A little girl I know said recently that she knows Jesus lives inside her heart because when she puts her hand on her chest she can feel him moving around.
There is consent – Jesus says “receive the Holy Spirit” this could say “Welcome the Holy Spirit” – just as for the Holy Spirit giving Jesus to dwell in Mary’s body, there’s choice, partnership.
When community has broken down we can use our breath to choose, if you want to, to recreate community that has been broken. We can chose to speak truth, even awkward truth about abuses of power that others would rather not hear but is needed for us to have honest community. We can tell our stories and call others to more authentic community. When the right time comes we can choose to ask for forgiveness if we have sinned and we can offer words of forgiveness if we want to. We can work with God to build real peace. But this is an invitation to real partnership… the choice is yours.

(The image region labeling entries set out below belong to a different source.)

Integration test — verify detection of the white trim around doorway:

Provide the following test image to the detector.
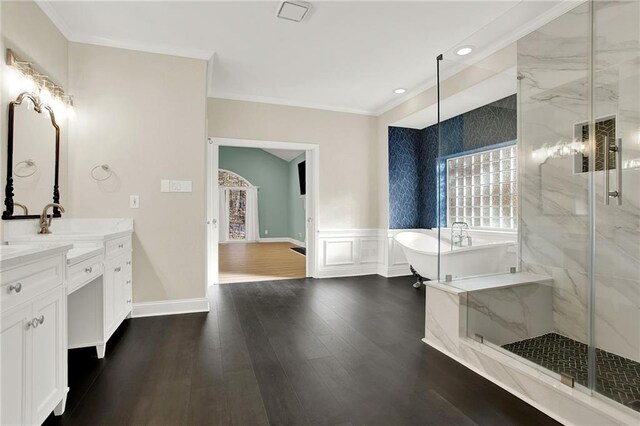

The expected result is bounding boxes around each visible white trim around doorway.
[206,137,320,286]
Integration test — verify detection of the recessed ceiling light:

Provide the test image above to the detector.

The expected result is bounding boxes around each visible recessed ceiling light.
[278,1,309,22]
[456,46,473,56]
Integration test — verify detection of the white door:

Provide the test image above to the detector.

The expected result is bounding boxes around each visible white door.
[0,305,32,425]
[207,139,220,285]
[30,288,67,424]
[304,148,319,277]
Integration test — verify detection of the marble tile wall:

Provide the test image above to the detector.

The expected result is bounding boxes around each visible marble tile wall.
[466,284,553,346]
[518,1,640,360]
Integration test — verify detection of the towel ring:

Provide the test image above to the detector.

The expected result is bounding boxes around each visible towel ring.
[91,164,113,182]
[13,158,38,178]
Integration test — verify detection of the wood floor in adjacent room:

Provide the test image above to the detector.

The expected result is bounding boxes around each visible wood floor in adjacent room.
[218,243,307,283]
[46,276,557,425]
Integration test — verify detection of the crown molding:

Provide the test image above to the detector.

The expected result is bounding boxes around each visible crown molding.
[35,0,214,61]
[373,0,587,116]
[34,0,74,40]
[35,0,586,117]
[69,36,215,61]
[207,90,375,117]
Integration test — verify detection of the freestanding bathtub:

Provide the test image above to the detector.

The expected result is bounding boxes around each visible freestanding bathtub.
[393,231,516,281]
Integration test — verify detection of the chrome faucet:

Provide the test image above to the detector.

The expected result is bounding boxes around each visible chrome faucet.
[38,203,64,234]
[451,222,471,250]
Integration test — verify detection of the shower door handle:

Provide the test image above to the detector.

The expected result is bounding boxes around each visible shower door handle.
[602,136,622,206]
[614,138,622,206]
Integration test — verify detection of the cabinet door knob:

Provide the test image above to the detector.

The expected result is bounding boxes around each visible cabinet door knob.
[9,283,22,293]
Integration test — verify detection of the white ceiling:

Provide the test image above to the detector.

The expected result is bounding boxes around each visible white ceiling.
[392,67,518,129]
[38,0,566,114]
[262,148,304,162]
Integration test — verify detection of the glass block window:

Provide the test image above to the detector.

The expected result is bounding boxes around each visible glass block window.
[447,145,518,229]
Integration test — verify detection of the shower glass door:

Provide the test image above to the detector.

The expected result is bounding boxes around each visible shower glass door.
[589,1,640,411]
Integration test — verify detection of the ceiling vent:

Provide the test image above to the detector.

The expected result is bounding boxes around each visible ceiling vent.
[278,1,310,22]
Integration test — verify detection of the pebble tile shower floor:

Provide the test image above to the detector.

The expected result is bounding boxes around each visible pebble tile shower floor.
[502,333,640,411]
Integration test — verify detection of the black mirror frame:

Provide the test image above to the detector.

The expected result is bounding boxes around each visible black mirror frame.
[2,92,61,220]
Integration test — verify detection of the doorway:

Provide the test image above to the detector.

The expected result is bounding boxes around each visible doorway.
[207,137,319,285]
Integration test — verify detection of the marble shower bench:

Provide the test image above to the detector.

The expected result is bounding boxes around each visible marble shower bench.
[423,273,638,425]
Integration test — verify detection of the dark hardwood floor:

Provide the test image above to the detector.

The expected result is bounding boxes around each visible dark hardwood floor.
[46,276,557,425]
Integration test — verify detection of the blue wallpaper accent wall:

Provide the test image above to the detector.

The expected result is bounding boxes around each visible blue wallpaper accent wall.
[389,127,422,229]
[389,95,517,229]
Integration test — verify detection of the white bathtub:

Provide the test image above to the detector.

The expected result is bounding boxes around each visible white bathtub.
[393,231,516,280]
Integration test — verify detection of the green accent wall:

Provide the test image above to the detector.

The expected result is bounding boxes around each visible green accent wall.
[218,146,305,241]
[289,154,309,242]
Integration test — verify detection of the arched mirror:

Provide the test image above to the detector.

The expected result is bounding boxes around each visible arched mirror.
[2,92,60,220]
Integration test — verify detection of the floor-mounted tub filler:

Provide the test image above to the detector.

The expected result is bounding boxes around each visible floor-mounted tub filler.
[393,231,516,288]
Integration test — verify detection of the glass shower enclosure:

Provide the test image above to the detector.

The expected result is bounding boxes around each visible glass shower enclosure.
[437,1,640,411]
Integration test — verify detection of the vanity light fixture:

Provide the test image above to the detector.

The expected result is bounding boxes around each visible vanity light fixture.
[7,49,73,116]
[456,46,473,56]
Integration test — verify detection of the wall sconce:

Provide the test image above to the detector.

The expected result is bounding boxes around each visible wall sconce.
[7,49,74,117]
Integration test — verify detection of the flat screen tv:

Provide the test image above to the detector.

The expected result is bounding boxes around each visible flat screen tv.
[298,161,307,195]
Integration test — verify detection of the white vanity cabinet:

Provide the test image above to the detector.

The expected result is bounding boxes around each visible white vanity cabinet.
[4,218,133,358]
[104,239,133,335]
[0,245,71,425]
[67,232,133,358]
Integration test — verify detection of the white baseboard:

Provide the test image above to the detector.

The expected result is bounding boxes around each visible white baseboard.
[258,237,305,247]
[289,238,307,247]
[378,263,412,278]
[318,264,378,278]
[131,297,209,318]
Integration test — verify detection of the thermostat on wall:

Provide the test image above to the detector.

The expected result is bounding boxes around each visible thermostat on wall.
[160,180,193,192]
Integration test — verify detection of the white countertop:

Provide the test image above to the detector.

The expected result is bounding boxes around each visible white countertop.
[425,272,553,294]
[0,244,73,269]
[67,246,104,266]
[7,230,133,244]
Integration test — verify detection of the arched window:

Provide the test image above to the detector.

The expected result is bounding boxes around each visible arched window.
[218,169,260,242]
[218,169,253,188]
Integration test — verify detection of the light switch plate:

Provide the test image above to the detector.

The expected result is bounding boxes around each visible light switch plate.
[160,180,193,192]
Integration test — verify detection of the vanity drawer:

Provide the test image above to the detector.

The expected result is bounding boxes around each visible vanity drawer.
[105,237,131,259]
[0,255,65,312]
[67,255,103,294]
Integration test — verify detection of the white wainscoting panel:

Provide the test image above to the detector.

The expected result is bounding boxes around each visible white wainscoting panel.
[318,228,517,278]
[322,239,357,266]
[318,229,380,278]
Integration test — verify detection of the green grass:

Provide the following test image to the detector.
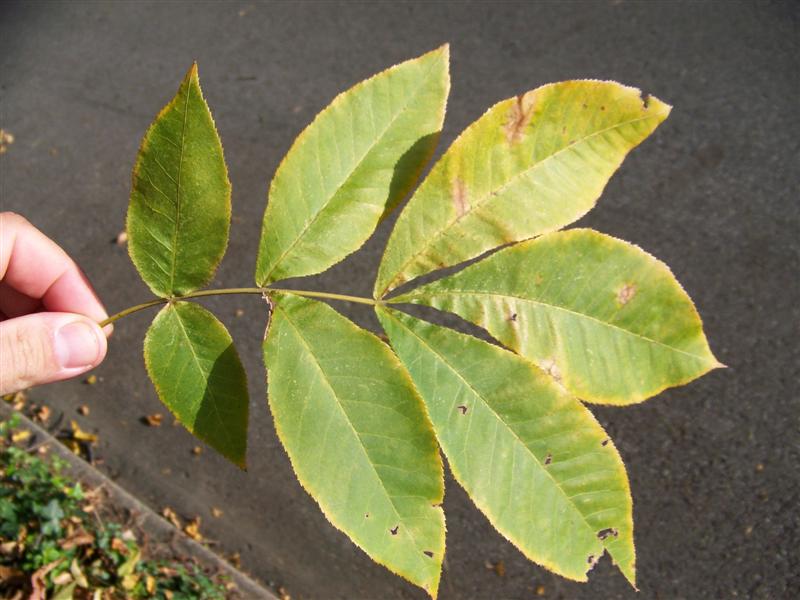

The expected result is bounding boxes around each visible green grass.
[0,418,231,600]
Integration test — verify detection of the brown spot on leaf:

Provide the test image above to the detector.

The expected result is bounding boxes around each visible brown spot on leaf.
[142,413,164,427]
[617,283,636,306]
[597,527,619,540]
[539,358,561,383]
[503,92,536,145]
[452,178,469,219]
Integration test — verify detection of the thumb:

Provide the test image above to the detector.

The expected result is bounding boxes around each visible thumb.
[0,313,106,394]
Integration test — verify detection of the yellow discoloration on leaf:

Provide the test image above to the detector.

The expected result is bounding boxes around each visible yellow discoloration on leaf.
[396,227,719,405]
[374,80,670,298]
[376,307,635,585]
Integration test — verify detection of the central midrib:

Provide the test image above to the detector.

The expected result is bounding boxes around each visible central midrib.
[400,289,706,362]
[384,311,611,552]
[169,79,192,294]
[172,307,233,447]
[259,56,444,285]
[380,110,655,297]
[275,306,438,565]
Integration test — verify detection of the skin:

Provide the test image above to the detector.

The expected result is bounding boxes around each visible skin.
[0,212,112,394]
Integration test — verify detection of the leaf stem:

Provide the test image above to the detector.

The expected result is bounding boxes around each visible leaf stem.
[100,287,379,327]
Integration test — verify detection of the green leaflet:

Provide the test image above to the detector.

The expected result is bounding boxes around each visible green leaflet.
[375,81,670,298]
[256,46,450,286]
[377,307,635,586]
[264,296,445,598]
[396,229,720,404]
[144,302,248,469]
[127,64,231,298]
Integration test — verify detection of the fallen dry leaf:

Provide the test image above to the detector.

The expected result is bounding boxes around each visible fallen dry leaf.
[161,506,181,529]
[11,429,31,444]
[33,406,51,423]
[69,421,98,444]
[111,538,128,554]
[61,531,94,550]
[183,517,203,542]
[53,571,72,585]
[142,413,164,427]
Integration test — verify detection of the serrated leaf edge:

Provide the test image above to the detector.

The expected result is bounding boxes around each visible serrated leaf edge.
[142,301,245,471]
[255,44,450,286]
[391,227,727,406]
[125,61,233,298]
[267,300,447,600]
[373,79,672,299]
[375,306,638,591]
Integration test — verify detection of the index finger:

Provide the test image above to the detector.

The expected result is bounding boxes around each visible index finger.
[0,212,111,334]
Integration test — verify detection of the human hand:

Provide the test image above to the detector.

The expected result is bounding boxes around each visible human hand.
[0,212,112,394]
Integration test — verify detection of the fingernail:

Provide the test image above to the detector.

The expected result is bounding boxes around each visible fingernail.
[54,321,100,369]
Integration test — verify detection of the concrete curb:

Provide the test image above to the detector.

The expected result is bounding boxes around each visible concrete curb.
[0,402,278,600]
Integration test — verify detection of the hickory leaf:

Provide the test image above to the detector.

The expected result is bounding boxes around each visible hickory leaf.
[264,296,445,598]
[375,81,670,298]
[377,308,635,586]
[396,229,720,404]
[101,46,720,598]
[256,46,450,286]
[127,64,231,297]
[144,302,248,469]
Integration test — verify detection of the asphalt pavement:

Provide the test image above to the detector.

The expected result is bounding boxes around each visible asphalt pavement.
[0,0,800,600]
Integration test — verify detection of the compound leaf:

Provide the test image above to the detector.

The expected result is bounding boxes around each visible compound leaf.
[264,296,445,597]
[144,302,248,469]
[256,46,450,286]
[377,308,635,586]
[127,64,231,297]
[397,229,720,404]
[375,81,670,297]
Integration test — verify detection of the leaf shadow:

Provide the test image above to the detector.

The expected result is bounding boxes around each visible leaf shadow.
[380,130,442,221]
[193,342,250,470]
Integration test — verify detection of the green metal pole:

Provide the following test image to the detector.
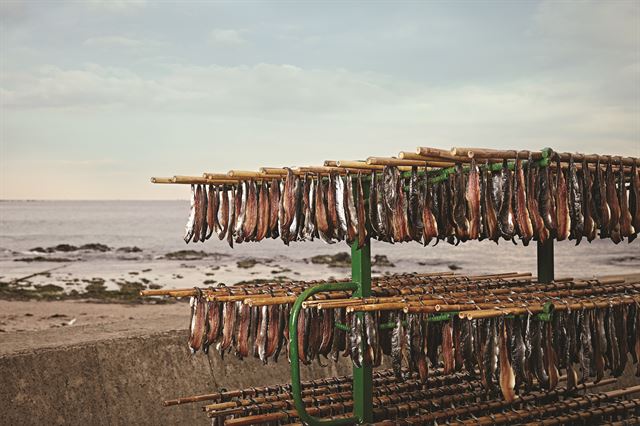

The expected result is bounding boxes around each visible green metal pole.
[538,238,555,283]
[351,240,373,423]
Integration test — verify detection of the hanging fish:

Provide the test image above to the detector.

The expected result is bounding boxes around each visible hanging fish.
[356,173,368,249]
[498,320,516,402]
[568,154,584,245]
[189,287,207,354]
[184,184,196,243]
[582,158,596,242]
[556,156,571,241]
[453,163,477,241]
[605,157,622,244]
[618,158,636,238]
[409,166,426,242]
[466,158,481,240]
[514,154,533,245]
[420,172,438,246]
[193,185,202,243]
[343,173,358,245]
[629,161,640,242]
[316,176,333,244]
[218,186,233,240]
[538,166,557,236]
[498,160,515,240]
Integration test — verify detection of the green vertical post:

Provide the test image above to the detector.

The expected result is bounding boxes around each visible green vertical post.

In the Orthodox church when a priest baptises a baby and says “receive the holy spirit” he blows gently into the baby’s face. They genuinely believe that some of the Holy Spirit in them comes out of them and is breathed in by the baby.
Just as God spoke the Torah, just as God blew down and gave Godself to us at Pentecost, we are called to speak, to share our breath with each other and the Holy Spirit in you will be breathed in by the person you are speaking with. It is what we call church.
Jesus said, “Peace be with you! As the Father has sent me, I am sending you.” And with that he breathed on them and said, “Receive the Holy Spirit.”